Ideas for Google Summer of Code/Apertium TIPP

From Apertium
< Ideas for Google Summer of Code
Revision as of 19:49, 24 March 2020 by Popcorndude (talk | contribs) (categorize)
(diff) ← Older revision | Latest revision (diff) | Newer revision → (diff)
Jump to navigation Jump to search

Writing a TIPP interface for Apertium[edit]

TIPP, the TMS Interoperability Protocol Package (where TMS means translation management system), [1], currently in version 1.5 but being upgraded to 2.0, specifies a container (package format) that allows the interchange of information along a translation value chain.
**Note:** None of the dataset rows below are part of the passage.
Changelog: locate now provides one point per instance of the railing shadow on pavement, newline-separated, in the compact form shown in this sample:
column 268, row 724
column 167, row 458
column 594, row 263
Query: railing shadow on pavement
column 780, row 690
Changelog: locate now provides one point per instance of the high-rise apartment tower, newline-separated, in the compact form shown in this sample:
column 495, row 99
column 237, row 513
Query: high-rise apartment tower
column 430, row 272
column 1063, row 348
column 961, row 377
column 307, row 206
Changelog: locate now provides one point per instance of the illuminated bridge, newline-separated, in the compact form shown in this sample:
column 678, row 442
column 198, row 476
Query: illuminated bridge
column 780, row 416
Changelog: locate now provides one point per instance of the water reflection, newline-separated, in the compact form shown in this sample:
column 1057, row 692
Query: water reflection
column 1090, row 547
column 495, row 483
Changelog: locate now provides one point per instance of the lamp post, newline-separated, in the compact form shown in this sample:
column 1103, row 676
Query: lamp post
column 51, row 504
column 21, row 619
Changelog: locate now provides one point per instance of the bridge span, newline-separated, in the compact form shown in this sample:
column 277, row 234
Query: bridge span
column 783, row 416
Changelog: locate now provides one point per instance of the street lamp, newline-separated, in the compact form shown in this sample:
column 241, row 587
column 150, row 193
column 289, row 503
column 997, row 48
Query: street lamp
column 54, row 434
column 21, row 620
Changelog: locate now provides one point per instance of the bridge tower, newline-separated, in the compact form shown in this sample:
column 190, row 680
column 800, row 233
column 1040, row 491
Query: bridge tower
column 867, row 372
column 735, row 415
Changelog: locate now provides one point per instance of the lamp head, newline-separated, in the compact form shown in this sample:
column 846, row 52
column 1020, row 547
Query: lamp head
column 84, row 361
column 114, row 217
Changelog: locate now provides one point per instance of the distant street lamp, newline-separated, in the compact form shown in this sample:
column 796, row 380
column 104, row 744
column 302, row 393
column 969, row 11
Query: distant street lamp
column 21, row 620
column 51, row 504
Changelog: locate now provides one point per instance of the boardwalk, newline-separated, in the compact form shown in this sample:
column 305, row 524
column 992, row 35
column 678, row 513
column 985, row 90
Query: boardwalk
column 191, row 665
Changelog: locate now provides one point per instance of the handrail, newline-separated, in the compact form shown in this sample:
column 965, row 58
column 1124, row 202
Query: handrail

There are various container varieties for different tasks. One such variety, called Translate-Strict-Bitext, represents a bilingual translation job. The 'request' TIPP would contain an XLIFF:doc ([2], a subset of XLIFF 1 [3]) file with the document to be translated and the corresponding metadata, and the corresponding 'response' TIPP would contain the results of Apertium MT applied to it, but taking into account the translation memory provided in the TIPP, if any (using Apertium's -m switch). Apertium should be endowed with the capacity to manage TIPP packages: unpack the request package, parse it, process it, and repack it. A demonstration web service would be a cool wrap-up of this project.

Coding challenge[edit]

  • Write a simple compliant XLIFF:doc (or XLIFF 1.2) package that validates against its specification, having at least four plain text segments (sentences) without any formatting. If needed, define the subset of XLIFF:doc (or XLIFF 1.2) that you will be supporting.
  • Write a script (or an XSLT file, etc.), which converts this to some of the formats that Apertium already handles, or write a de-formatter for XLIFF:doc / XLIFF 1.2
  • Write the corresponding scripts that converts the Apertium output to a valid XLIFF:doc (or XLIFF 1.2) package.

Important note[edit]

A group of people including Mikel L. Forcada are currently working on a new version of TIPP, labeled TIPP 2.0. It will support XLIFF 2.x, and will have a slightly different container format. It may be the case that TIPP 2.0 is released in time for this project to support it in some way, so that we have a reference implementation.